2016.02.17
イノベーションは「技術革新」と訳されることが多い。しかし、インターネットが出現する前と後の時代では、あらゆることに対する考え方を改めなければならなくなっている。果たしてイノベーションとは本当に技術革新のことなのだろうか。これが今回の疑問だ。
100年以上も前に生まれた言葉
AI(After Internet)時代になってよく耳にする言葉が「イノベーション」だ。日本語では「技術革新」と訳されるが、この訳語は誤解を招きやすいというのはよく指摘されるところだ。そこで最近では「新機軸」と訳されることも多くなっている。
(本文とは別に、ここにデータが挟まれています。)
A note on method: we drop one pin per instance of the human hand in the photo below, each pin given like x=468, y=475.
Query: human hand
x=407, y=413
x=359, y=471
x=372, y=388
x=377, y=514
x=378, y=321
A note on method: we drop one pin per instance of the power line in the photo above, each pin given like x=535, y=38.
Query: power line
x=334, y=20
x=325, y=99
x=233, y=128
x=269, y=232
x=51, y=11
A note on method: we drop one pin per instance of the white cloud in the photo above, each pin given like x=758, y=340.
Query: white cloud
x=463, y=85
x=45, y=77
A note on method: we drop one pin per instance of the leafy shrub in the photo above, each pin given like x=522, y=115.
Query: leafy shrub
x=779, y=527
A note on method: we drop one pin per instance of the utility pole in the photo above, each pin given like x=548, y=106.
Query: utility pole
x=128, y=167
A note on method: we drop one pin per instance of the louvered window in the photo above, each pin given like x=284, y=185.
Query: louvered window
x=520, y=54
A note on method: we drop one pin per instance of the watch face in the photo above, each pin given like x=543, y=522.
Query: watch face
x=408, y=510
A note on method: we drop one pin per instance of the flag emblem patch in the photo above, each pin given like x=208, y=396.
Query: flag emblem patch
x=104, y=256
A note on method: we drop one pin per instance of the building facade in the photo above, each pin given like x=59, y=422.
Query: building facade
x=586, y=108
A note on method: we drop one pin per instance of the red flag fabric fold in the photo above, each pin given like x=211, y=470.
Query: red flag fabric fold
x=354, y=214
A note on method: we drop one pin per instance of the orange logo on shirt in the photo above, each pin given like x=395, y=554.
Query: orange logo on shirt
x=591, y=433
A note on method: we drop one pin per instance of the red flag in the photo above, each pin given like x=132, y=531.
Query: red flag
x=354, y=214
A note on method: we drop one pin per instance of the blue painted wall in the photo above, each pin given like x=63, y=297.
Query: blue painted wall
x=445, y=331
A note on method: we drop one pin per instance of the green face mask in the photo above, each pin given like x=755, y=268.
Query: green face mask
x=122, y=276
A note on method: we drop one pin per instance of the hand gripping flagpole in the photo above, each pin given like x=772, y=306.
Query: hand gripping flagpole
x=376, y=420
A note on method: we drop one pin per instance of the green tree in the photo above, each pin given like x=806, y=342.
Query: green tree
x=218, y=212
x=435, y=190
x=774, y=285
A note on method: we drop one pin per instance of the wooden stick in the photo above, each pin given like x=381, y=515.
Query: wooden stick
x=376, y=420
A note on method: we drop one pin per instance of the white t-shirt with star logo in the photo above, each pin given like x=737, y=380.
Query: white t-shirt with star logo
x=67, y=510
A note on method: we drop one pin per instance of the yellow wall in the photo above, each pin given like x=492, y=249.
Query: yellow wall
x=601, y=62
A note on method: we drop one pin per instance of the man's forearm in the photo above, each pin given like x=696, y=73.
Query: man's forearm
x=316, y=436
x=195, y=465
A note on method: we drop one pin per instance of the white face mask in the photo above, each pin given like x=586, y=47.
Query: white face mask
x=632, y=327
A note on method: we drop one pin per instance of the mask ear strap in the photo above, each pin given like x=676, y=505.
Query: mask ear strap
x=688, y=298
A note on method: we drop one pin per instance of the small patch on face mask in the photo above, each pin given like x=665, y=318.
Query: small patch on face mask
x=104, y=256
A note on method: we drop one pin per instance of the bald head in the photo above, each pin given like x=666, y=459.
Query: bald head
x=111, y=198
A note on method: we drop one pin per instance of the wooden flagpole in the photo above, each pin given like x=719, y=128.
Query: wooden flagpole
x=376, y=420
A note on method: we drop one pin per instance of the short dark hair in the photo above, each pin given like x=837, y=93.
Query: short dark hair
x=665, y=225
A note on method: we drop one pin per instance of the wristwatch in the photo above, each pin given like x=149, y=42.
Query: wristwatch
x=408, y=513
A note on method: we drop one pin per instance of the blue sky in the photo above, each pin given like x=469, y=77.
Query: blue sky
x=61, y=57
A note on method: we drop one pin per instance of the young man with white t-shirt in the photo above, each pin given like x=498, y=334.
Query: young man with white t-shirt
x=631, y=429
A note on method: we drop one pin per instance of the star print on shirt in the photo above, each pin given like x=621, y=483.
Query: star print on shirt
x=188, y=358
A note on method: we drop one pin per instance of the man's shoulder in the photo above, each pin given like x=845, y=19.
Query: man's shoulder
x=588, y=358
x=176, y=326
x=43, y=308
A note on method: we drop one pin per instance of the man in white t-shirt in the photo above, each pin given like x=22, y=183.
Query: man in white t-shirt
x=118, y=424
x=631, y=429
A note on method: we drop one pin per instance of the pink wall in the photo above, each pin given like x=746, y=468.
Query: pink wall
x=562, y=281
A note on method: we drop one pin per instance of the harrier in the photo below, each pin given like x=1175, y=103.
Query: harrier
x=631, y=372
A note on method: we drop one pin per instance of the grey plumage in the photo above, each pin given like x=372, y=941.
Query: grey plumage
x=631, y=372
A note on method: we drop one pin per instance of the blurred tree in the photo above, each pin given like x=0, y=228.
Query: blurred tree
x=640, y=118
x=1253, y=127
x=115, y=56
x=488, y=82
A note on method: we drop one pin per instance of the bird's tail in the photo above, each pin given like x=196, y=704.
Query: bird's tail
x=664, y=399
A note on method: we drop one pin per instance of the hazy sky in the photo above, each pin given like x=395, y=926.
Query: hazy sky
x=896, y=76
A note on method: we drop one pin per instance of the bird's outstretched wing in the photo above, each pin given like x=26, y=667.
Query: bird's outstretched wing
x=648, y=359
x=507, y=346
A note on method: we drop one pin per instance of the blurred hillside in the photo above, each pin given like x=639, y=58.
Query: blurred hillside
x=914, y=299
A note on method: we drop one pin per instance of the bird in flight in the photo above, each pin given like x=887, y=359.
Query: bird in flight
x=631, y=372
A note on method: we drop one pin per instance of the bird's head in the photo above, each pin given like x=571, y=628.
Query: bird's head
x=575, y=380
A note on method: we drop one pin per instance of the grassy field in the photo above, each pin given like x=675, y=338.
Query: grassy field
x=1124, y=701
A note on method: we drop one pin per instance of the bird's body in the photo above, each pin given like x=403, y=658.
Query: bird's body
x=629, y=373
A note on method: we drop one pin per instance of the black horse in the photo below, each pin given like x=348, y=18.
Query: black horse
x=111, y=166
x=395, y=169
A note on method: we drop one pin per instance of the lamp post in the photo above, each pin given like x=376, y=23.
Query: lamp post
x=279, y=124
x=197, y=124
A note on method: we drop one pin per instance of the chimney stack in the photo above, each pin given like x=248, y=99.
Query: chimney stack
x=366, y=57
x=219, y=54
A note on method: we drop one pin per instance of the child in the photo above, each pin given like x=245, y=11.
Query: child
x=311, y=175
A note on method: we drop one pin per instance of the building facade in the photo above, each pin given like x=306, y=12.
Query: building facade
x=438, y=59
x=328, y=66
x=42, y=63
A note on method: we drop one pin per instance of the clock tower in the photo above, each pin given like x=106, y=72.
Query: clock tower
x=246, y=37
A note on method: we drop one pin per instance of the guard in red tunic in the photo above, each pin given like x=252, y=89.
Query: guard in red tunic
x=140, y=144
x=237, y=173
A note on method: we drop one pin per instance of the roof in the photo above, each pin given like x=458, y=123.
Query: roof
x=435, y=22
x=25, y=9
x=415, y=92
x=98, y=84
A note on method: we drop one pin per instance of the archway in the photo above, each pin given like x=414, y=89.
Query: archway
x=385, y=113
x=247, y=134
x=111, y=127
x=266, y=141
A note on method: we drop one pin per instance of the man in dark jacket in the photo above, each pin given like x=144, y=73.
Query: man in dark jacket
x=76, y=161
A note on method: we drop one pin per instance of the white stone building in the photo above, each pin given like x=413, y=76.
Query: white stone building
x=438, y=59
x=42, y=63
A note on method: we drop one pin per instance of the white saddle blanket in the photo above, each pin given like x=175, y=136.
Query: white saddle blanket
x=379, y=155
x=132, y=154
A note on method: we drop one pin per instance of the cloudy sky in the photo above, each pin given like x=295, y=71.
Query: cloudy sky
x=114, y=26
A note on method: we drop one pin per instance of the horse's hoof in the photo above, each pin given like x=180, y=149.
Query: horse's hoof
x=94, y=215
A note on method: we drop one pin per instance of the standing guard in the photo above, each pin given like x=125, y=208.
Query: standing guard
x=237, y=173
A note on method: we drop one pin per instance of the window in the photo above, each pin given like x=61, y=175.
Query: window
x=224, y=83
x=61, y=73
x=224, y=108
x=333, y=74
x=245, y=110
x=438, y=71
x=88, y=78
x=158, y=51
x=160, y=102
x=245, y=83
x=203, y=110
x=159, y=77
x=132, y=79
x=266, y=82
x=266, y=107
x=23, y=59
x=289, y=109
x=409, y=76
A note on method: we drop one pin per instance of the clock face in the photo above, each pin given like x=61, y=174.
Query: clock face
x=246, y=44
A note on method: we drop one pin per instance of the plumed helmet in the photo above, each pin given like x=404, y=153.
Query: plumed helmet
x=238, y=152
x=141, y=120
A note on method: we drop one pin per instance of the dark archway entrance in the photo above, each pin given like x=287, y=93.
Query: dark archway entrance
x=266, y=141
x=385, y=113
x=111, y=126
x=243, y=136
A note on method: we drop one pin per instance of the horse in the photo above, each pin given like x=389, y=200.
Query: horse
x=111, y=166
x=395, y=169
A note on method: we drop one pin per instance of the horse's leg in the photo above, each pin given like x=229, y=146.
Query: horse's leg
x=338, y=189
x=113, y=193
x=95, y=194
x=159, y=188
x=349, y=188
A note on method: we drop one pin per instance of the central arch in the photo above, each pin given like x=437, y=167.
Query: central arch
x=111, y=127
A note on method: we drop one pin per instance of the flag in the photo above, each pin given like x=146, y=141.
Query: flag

実は、この「イノベーション」という言葉が生まれたのは古く、100年以上も前の経済学者シュンペーターが定義した。日本では1958年の経済白書でこの言葉が使われ、このときに「技術革新」と訳された。シュンペーターの定義では、技術だけでなくまったく新しい製品、生産方法、販路、原材料調達、組織のすべてあるいは組み合わせがイノベーションであって、このイノベーションが連続して起こるときに経済は発展するという主旨だった。つまり、技術だけに限らず、企業活動すべての革新を求めていたのだ。経済成長前の1958年の日本にとっては技術力の向上こそが最大の優先課題であったため、当時の官僚は「技術革新」と訳したのだろう。だから、イノベーション=技術革新が通用したのは、あくまでもBI(Before Internet)時代のことだ。